Tuesday, April 17, 2012

Bangladesh : Child malnutrition still high


Despite a 'slight' decline in the last four years, preliminary results of Bangladesh Demographic and Health Survey (BDHS) show child malnutrition still remains high.

The findings released on Tuesday in Dhaka also 'shocked' experts as the 'vital' vitamin-A intake fell from 88 percent four years back to 62 percent, apparently due to low campaign coverage.

Underweight children under-5 declined from 41 percent in 2007 to 36 percent while 41 percent children were found stunting, too short than they should be at their age, which was 43 percent in 2007.

Sixteen percent children, only one percent less than 2007, are still considered wasted or too thin for their height.

Although exclusive breastfeeding rate in the first six months leapt from 43 percent in 2007 BDHS to 64 percent, proper feeding practices of children under two years of age have fallen from 42 percent to 37.

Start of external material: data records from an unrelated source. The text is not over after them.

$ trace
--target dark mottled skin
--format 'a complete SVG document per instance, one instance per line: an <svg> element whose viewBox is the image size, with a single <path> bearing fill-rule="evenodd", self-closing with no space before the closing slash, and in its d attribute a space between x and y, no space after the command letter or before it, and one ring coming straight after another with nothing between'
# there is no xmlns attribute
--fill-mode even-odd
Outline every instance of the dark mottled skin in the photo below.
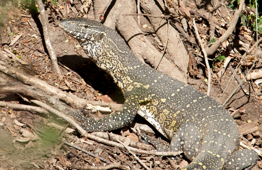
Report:
<svg viewBox="0 0 262 170"><path fill-rule="evenodd" d="M183 169L249 169L255 164L256 153L239 150L234 121L212 98L142 63L116 32L98 22L70 18L59 26L113 78L125 98L121 112L99 120L72 113L87 131L124 127L138 113L171 141L170 150L183 151L192 161Z"/></svg>

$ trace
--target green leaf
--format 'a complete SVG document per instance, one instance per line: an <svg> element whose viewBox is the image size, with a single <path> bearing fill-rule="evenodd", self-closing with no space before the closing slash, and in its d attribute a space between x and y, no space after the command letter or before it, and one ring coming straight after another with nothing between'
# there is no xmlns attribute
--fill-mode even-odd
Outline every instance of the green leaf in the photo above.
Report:
<svg viewBox="0 0 262 170"><path fill-rule="evenodd" d="M212 64L213 68L215 68L215 67L214 65L214 63L215 63L215 62L217 60L218 60L220 61L220 62L222 63L222 62L223 61L223 60L226 60L226 57L224 56L220 56L213 59L213 63Z"/></svg>
<svg viewBox="0 0 262 170"><path fill-rule="evenodd" d="M212 42L215 42L216 41L216 39L214 38L213 38L213 39L211 40L208 43L211 44Z"/></svg>

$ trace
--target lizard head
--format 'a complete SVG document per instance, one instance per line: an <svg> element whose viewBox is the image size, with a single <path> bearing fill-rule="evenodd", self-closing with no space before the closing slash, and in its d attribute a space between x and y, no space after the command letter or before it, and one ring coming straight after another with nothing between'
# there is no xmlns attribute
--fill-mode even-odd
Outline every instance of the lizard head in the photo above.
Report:
<svg viewBox="0 0 262 170"><path fill-rule="evenodd" d="M79 43L85 41L96 45L102 42L106 30L99 22L84 18L69 18L60 21L58 25Z"/></svg>

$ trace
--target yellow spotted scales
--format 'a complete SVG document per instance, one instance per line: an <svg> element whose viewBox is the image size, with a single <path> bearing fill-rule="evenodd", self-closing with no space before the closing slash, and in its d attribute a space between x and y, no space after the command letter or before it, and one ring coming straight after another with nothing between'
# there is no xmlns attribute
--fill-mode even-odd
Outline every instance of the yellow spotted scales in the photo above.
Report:
<svg viewBox="0 0 262 170"><path fill-rule="evenodd" d="M72 113L87 131L123 128L137 113L171 141L170 150L183 151L192 161L183 169L250 169L255 164L256 153L239 150L235 121L212 98L141 63L116 32L100 23L69 18L59 26L110 75L125 99L121 112L98 120Z"/></svg>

"It is only 21 percent if we count the percentage following more stricter definition of infant and young feeding practices," said Dr Shams El Arifeen, an ICDDR,B director who presented the survey finds.

If the current trends continue, government will be able to achieve its 'conservative' nutrition target of HPNSDP, reducing stunting to 38 percent and underweight to 33 percent by 2016.

But experts say much needs to be done to achieve an optimum goal in Bangladesh, home to one of the largest malnourished children in the world.

The findings have upset nutritionist Dr Tahmeed Ahmed like many others as combating malnutrition is seen as the key to economic development.

"The progress (cutting malnutrition rate) is very little. It's nothing extraordinary," the director of ICDDR,B nutrition programme said, adding new approaches should be taken based on the findings.

He said the fall of vitamin-A supplementation 'disappointed' him since a third of women and children suffer from deficiency of this vitamin in Bangladesh.

Vitamin-A deficiency can cause childhood blindness in developing countries. It also increases the severity of infections like measles and diarrhoeal diseases in children and can slow the recovery from illnesses.

He said only breastfeeding is not enough to combat malnutrition, homemade food should be provided properly.

Dr Ahmed said apart from scaling up direct nutritional interventions like feeding practices and vitamin-A supplementation, there should be some indirect approaches to improve the situation.

"We should focus on women empowerment, health-seeking practices, agriculture, livestock, sanitation and hygiene practices to get better results," he said. It has been proved that these factors can improve nutritional status, he added.

"We found it in our study results which were published in British medical journal The Lancet," he said.

Dr Ahmed also suggested campaigns on appropriate feeding practices as at least one in four children of rich families was found malnourished, despite abundance of food.

Public health specialist Dr Khairul Islam of Wateraid Bangladesh said due to lack of proper hand washing practices, food do not get absorbed properly.

"Lack of hygiene causes chronic infections that eat away nutrition of a person," he told bdews24.com.

However, the decline in vitamin-A coverage has worried policymakers as the HPNSDP target is to achieve 90 percent by 2016 which seemed achievable until Tuesday.

In 2011, vitamin-A has been provided in the first immunisation campaign on Jan 8, exactly 6 months prior to the start of the 2011 BDHS data collection on July 8.

The second campaign was held on May 29.

Since BDHS data collection continued until Dec 27, 2011, at least the last month of the survey was more than 6 months after the campaign.

"It seems that the coverage achieved in the May vitamin-A campaign may not have been optimal," said Dr Arifeen.

The interviewers asked mothers if their children under age five had taken a vitamin-A capsule in the six months prior to the survey.